This is the second year I’ve made this tour, which takes farmers and soil conservation leaders to some of the most innovative farm operations on the planet. Today we’re outside Toledo, Ohio, where the focus has been cleaning up Lake Erie and finding better ways to address soil loss in the Maumee River Watershed.
At the 4,000-head Bridgewater Dairy they recycle practically everything, including the manure. Anaerobic digesters process it for animal bedding. Methane gas fuels two 1,000-hp engines which supply enough power for the dairy and provide more leftover power that goes back to the local power company.
At the Gary and Scott Mavis (left) farm near Edgerton, fields are divided into yield zones based on past yield maps and soil types. Soil is tested in each zone separately, then lime, fertilizer, nitrogen is applied variable rate based on the yield potential in each zone. The farm even hires its own precision tech consultant to make sure they’re getting the most out of their data.
Over at the Allen Dean farm, USDA soil scientist and free spirit Frank Gibbs is talking up to the crowd of onlookers – literally – as he speaks to us from a soil pit he had dug earlier. With his flowing blond hair, bolo tie and cowboy hat, Gibbs is unlike any USDA guy I’ve ever met. He doesn’t look much like a typical soil scientist and, frankly, doesn’t sound much like one either. He talks about the virtues of night crawlers, organic matter and the glacial movements that created the deep, rich soils of America’s heartland. His take-home message: stop whining about the quality of our soils and realize that we have some of the best resources on earth. “We complain about our soils, but people here have it good,” he says. “Other places in the world would be jealous to have this soil and these drainage systems.”

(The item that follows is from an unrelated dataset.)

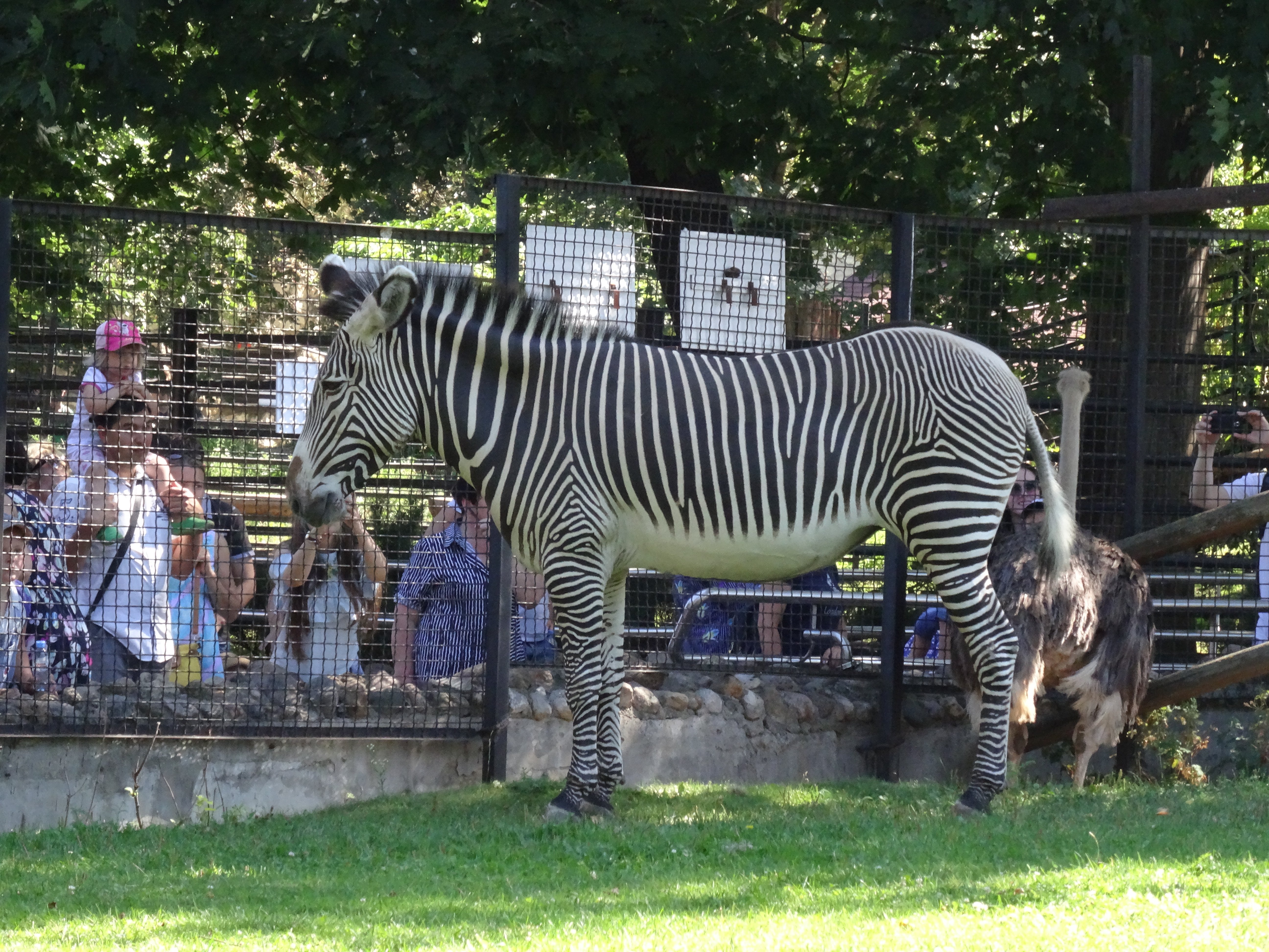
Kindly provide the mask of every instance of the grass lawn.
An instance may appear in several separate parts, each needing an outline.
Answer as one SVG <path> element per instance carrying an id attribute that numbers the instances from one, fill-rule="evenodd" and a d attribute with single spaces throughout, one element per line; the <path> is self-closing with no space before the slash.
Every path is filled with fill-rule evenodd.
<path id="1" fill-rule="evenodd" d="M 1269 784 L 542 783 L 213 826 L 0 836 L 0 948 L 1265 948 Z M 56 904 L 56 905 L 55 905 Z"/>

Gibbs' advice to no-tillers? Stick with it. Forget ‘situational tillage,’ where you happen to rip up soils once every four or five years. “That just wrecks all the earthworm casings, and you wreck your water infiltration in the process,” says Gibbs (left).
Across the road, Dean tells us how he has incorporated cover crops into his no-till soybean and wheat operation. He grows radishes, annual ryegrass and cereal rye to keep water in place and provide nutrients to the beans after burn down. “It’s all about water quality, making sure we don’t have phosphorus runoff,” he says. “Anywhere we had ryegrass, we had crystal clear water runoff after snow melt.”

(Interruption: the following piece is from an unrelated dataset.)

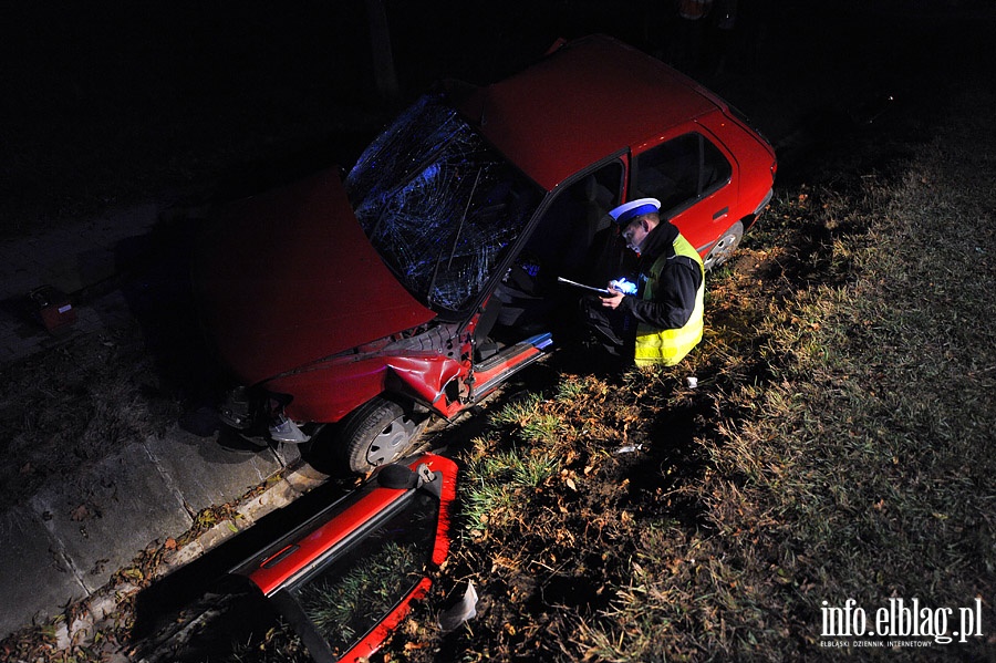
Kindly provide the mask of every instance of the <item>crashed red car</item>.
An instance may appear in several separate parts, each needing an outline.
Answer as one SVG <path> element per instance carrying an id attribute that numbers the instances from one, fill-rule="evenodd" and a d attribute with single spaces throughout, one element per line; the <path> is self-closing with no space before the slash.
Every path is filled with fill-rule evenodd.
<path id="1" fill-rule="evenodd" d="M 411 448 L 570 333 L 577 291 L 629 268 L 608 211 L 655 197 L 726 260 L 771 197 L 770 145 L 723 100 L 606 37 L 416 101 L 335 170 L 230 206 L 195 284 L 242 385 L 222 421 L 359 473 Z M 322 435 L 322 438 L 325 434 Z"/>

To prove his point, Dean (below) hoists a jar of water so clear it looks like it came from an Aquafina bottle. Two cloudy bottles nearby had five and 12 times the phosphorous content that the clear jug held. Those other jugs came from upstream water where there had been no cover crops, Dean notes.
It does cost something to seed and buy those crops. And it takes some timing in the fall to make sure it gets done. But Dean looks at the value of the soil and the nutrients he’s keeping in place.

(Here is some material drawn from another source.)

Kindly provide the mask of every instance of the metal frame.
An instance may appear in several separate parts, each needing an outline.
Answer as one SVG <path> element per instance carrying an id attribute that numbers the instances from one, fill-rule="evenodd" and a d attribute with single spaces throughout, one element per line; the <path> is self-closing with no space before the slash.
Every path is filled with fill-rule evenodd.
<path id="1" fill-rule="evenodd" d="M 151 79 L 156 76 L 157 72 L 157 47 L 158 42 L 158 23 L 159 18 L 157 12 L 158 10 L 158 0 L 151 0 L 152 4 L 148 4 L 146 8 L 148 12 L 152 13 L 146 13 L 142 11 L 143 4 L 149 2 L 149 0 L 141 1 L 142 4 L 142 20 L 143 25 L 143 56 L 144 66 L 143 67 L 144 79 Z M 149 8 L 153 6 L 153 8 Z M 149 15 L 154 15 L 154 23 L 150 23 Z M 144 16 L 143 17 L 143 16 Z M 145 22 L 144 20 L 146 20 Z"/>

“We can’t afford to let nutrients go downstream,” he says. “Cover crops help us continually recycle those nutrients. We’re using less fertilizer today because we have higher average organic matter across the farm, and that comes from the cover crops.”
Nearly all the visits today were about innovation, recycling, keeping nutrients in place, and doing things that will save farmers money and resources. With a little extra management these practices can pay off for just about everybody.
“When we talk about no-till and cover crops, remember, these are not the goal – they are simply the best tools to use to improve soil health,” says Scarpitti. “They are the best ways to create a sustainable system to plant your crops into.”